Is the premise of Treu’s ruling correct? Will axing tenure and seniority lead directly to better test scores and higher lifetime earnings for poor kids?
Here’s where the judge is right: It is difficult—actually, close to impossible—to argue that California’s teacher-tenure system makes sense. Research shows that most first-year teachers are mediocre at best. But good teachers tend to make huge jumps in effectiveness by the end of their second year on the job, and those improvements are often visible through classroom observation and students’ rising test scores.
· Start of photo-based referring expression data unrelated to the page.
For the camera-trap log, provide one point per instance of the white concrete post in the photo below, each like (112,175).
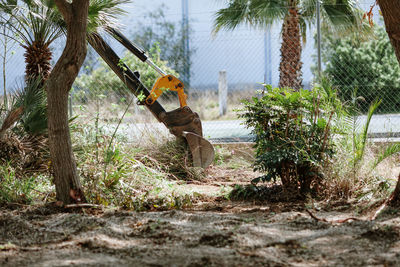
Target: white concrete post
(222,93)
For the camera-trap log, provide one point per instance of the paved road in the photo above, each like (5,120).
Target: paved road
(380,126)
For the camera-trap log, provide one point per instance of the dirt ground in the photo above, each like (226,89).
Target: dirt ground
(211,234)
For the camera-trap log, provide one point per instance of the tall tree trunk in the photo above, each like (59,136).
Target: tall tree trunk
(37,58)
(59,83)
(290,64)
(391,15)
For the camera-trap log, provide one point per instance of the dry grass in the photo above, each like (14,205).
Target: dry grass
(344,180)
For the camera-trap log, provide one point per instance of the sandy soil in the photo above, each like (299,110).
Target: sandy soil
(214,234)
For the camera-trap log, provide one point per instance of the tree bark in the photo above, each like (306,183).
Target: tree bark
(391,15)
(58,85)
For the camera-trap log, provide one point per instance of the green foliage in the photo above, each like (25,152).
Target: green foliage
(368,65)
(22,190)
(170,37)
(293,133)
(104,81)
(33,101)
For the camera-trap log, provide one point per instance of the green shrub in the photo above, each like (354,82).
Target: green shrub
(103,81)
(293,134)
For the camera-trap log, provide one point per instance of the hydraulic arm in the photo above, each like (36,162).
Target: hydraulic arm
(182,122)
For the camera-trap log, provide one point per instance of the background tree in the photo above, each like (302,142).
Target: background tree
(379,76)
(37,24)
(58,85)
(295,15)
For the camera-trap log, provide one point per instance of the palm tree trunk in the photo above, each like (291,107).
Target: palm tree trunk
(290,65)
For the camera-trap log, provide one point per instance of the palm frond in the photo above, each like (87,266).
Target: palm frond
(361,144)
(257,13)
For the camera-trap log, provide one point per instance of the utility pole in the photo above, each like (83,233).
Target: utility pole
(185,41)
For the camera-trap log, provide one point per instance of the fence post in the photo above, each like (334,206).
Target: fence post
(222,92)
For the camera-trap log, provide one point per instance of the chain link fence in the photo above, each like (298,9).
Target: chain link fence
(240,60)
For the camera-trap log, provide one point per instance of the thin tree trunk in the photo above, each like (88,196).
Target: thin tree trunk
(68,187)
(290,64)
(391,15)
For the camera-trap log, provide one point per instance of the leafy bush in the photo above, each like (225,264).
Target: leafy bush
(367,65)
(293,134)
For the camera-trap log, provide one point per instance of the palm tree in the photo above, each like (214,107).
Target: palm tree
(295,15)
(36,25)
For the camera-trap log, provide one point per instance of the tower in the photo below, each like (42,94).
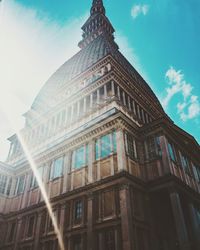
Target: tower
(119,174)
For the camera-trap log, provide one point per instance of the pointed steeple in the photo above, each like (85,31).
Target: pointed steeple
(96,25)
(97,7)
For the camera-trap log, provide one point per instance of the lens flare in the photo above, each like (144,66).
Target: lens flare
(33,166)
(42,189)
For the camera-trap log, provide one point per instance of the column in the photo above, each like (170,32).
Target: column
(65,177)
(179,220)
(121,153)
(26,193)
(37,231)
(91,155)
(90,215)
(101,241)
(62,219)
(195,226)
(126,217)
(91,100)
(47,178)
(113,88)
(84,105)
(105,92)
(18,231)
(165,156)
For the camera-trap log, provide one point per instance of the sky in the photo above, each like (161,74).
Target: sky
(160,38)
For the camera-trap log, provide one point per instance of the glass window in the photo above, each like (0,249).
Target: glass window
(130,146)
(20,184)
(30,226)
(3,181)
(198,172)
(78,209)
(171,152)
(114,142)
(57,168)
(110,240)
(106,145)
(77,244)
(9,186)
(12,231)
(80,157)
(185,163)
(34,183)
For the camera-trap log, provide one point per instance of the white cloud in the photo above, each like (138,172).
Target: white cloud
(31,48)
(139,9)
(189,108)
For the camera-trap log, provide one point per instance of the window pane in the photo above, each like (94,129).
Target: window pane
(114,142)
(79,158)
(97,156)
(78,210)
(3,181)
(131,147)
(20,182)
(57,169)
(105,146)
(171,152)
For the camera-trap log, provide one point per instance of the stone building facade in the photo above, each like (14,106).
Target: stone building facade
(119,174)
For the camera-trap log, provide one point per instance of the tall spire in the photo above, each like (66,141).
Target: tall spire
(97,7)
(96,25)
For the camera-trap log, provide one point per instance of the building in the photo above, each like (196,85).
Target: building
(119,174)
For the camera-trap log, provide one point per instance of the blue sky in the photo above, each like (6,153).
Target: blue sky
(160,37)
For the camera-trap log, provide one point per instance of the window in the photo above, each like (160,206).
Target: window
(20,184)
(110,240)
(30,226)
(198,172)
(106,145)
(3,181)
(34,183)
(9,186)
(77,243)
(57,168)
(78,210)
(11,233)
(171,152)
(130,146)
(80,157)
(153,147)
(185,163)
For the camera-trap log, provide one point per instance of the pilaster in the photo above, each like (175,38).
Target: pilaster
(126,217)
(179,220)
(121,153)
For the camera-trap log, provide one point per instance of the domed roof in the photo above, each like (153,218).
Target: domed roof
(98,42)
(80,62)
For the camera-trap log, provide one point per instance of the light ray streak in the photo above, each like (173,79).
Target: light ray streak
(42,189)
(33,166)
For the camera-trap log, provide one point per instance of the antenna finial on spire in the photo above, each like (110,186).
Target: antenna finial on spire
(97,7)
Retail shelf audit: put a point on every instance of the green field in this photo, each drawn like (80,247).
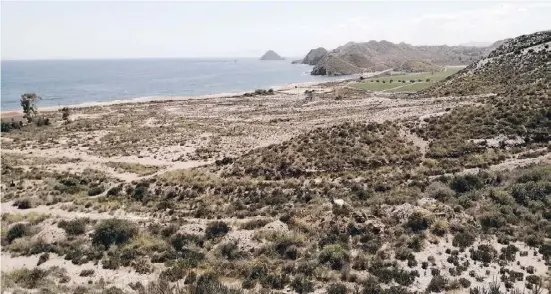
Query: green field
(391,84)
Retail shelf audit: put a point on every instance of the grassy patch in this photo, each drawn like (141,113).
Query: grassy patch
(390,82)
(135,168)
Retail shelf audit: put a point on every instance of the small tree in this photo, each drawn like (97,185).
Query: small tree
(28,103)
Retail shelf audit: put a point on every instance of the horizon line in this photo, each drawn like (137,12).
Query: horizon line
(142,58)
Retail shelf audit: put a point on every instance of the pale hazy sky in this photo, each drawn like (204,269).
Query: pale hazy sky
(76,29)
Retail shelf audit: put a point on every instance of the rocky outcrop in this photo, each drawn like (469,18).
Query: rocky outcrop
(314,56)
(373,56)
(271,55)
(516,65)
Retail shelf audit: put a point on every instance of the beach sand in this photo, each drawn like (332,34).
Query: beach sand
(138,140)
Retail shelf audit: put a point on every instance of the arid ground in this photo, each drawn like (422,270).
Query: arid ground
(286,192)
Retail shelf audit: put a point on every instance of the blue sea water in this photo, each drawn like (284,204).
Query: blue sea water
(72,82)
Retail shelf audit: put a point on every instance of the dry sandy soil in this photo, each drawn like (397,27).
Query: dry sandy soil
(131,142)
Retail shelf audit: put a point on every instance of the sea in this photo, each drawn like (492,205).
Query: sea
(89,82)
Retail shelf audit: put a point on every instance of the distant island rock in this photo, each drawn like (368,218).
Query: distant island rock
(314,56)
(271,55)
(373,56)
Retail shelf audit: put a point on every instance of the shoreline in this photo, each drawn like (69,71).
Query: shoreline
(160,99)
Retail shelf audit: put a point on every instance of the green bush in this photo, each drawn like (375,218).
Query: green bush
(274,281)
(302,285)
(24,203)
(74,227)
(334,255)
(466,183)
(419,221)
(216,229)
(17,231)
(94,191)
(463,239)
(484,253)
(27,278)
(208,283)
(113,231)
(437,284)
(337,288)
(531,191)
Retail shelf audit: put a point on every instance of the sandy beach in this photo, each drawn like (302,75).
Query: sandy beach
(125,144)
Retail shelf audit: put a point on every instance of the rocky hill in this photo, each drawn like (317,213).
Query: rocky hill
(314,56)
(513,65)
(377,56)
(271,55)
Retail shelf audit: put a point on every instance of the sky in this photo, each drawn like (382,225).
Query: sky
(134,29)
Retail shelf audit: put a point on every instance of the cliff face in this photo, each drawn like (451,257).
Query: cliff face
(314,56)
(271,55)
(372,56)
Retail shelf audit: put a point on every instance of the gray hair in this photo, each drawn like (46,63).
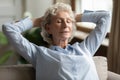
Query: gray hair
(52,10)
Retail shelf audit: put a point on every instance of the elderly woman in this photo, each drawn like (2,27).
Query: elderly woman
(61,61)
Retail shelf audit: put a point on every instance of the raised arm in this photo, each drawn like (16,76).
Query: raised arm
(95,38)
(22,46)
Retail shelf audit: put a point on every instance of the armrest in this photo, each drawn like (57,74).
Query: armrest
(113,76)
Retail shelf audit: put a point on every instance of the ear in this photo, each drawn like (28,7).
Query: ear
(47,28)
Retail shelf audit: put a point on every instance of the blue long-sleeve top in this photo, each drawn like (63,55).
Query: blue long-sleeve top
(55,63)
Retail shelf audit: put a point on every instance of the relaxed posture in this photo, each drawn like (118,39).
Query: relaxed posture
(61,60)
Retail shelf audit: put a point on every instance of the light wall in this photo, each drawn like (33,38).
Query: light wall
(37,7)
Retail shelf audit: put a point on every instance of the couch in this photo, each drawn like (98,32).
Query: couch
(27,72)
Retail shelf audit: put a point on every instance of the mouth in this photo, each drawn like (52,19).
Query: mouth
(65,32)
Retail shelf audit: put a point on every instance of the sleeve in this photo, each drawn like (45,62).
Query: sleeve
(95,38)
(21,45)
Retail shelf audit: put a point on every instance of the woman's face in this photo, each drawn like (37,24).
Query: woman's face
(60,26)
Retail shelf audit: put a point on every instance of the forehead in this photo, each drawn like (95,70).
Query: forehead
(61,14)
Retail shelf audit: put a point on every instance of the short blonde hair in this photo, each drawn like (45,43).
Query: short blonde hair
(52,10)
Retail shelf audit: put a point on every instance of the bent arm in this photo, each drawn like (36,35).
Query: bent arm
(21,45)
(95,38)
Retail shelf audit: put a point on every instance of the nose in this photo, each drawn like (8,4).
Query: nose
(65,24)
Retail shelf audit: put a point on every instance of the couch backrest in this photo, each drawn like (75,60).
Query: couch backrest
(27,72)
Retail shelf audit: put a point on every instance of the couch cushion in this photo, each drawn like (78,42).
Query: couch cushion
(101,66)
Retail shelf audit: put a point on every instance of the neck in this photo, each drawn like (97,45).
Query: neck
(62,43)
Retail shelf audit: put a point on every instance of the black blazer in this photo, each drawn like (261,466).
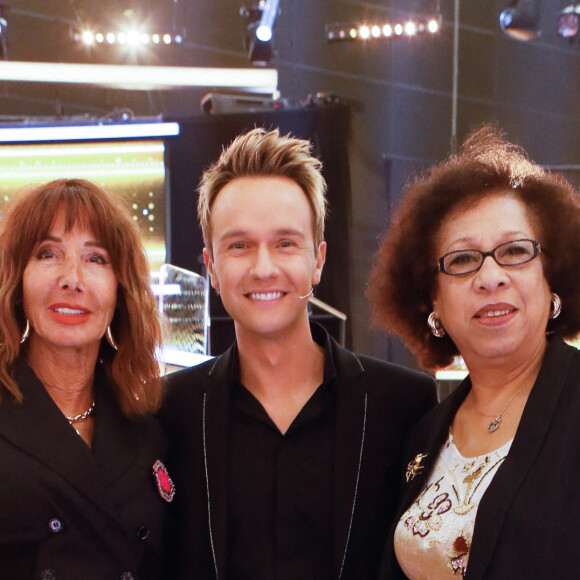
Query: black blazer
(68,511)
(377,403)
(526,524)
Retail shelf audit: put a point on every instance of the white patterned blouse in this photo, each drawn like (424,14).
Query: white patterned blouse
(433,537)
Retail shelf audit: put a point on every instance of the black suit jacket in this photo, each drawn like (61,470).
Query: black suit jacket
(377,403)
(71,510)
(526,525)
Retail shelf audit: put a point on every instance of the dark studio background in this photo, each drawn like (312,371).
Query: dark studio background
(387,115)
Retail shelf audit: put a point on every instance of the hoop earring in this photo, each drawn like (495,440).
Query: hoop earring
(110,339)
(26,332)
(435,325)
(556,304)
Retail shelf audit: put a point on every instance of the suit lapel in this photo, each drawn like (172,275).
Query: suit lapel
(216,409)
(431,444)
(350,433)
(117,441)
(532,431)
(37,427)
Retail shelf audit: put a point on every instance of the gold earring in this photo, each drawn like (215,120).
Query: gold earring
(26,333)
(556,305)
(435,325)
(110,339)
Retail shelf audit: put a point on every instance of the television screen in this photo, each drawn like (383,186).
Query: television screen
(133,169)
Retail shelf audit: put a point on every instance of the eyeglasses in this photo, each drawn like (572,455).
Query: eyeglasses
(511,253)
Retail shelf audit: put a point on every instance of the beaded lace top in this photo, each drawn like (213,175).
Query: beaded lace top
(433,537)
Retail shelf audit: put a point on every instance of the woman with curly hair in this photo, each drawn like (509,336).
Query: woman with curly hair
(82,487)
(482,260)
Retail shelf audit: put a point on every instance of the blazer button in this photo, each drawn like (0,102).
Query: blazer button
(55,525)
(143,533)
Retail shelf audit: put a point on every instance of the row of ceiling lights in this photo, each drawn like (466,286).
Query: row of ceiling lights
(383,30)
(130,38)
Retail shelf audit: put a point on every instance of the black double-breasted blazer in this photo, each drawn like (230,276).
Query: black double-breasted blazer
(527,523)
(70,512)
(376,405)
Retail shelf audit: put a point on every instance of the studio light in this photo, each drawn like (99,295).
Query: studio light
(133,38)
(521,20)
(260,18)
(370,32)
(141,77)
(568,23)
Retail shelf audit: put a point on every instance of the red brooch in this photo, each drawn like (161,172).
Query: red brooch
(164,483)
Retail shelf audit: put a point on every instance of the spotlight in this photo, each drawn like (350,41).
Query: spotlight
(260,17)
(129,40)
(521,20)
(408,28)
(568,23)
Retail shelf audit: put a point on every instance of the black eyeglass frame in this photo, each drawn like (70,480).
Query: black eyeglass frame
(484,255)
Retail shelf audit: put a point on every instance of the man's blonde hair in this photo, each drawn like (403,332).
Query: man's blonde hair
(265,153)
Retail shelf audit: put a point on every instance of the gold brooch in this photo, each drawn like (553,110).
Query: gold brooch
(414,467)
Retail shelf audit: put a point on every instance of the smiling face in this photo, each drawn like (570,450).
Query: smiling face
(69,289)
(263,256)
(499,312)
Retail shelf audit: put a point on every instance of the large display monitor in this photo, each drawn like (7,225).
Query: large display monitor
(133,168)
Yet California evaluates teachers for tenure in March of their second year of work, before two full years of student-teacher data are available.
This means that under current California law, principals are forced to make high-stakes decisions about teachers without enough evidence. This disadvantages students, who might get stuck with sub-par instructors, but it also hurts teachers, who aren’t given enough time to prove their skill. Once a teacher earns tenure, it can cost tens or even hundreds of thousands of dollars—and countless administrative and legal man-hours—for a district to permanently remove him from his job. And in the event of budget cuts or school closings, California law mandates that the least experienced teachers be laid off first, even if they are more effective than their older colleagues, a policy known as “LIFO,” or “Last In, First Out.”
California is an outlier. Only 12 states have formal laws on the books mandating LIFO. Nationally, teachers work an average of 3.1 years before they become eligible for tenure. Not even teachers support the idea of tenure after less than two years on the job. A 2012 survey of 10,000 teachers found that, on average, they believed it was reasonable to work 5.4 years before being evaluated for tenure. As Treu noted in his ruling, the arguments in Vergara revealed remarkable consensus between the prosecution and defense on the fact that California’s tenure policies are far from best practices.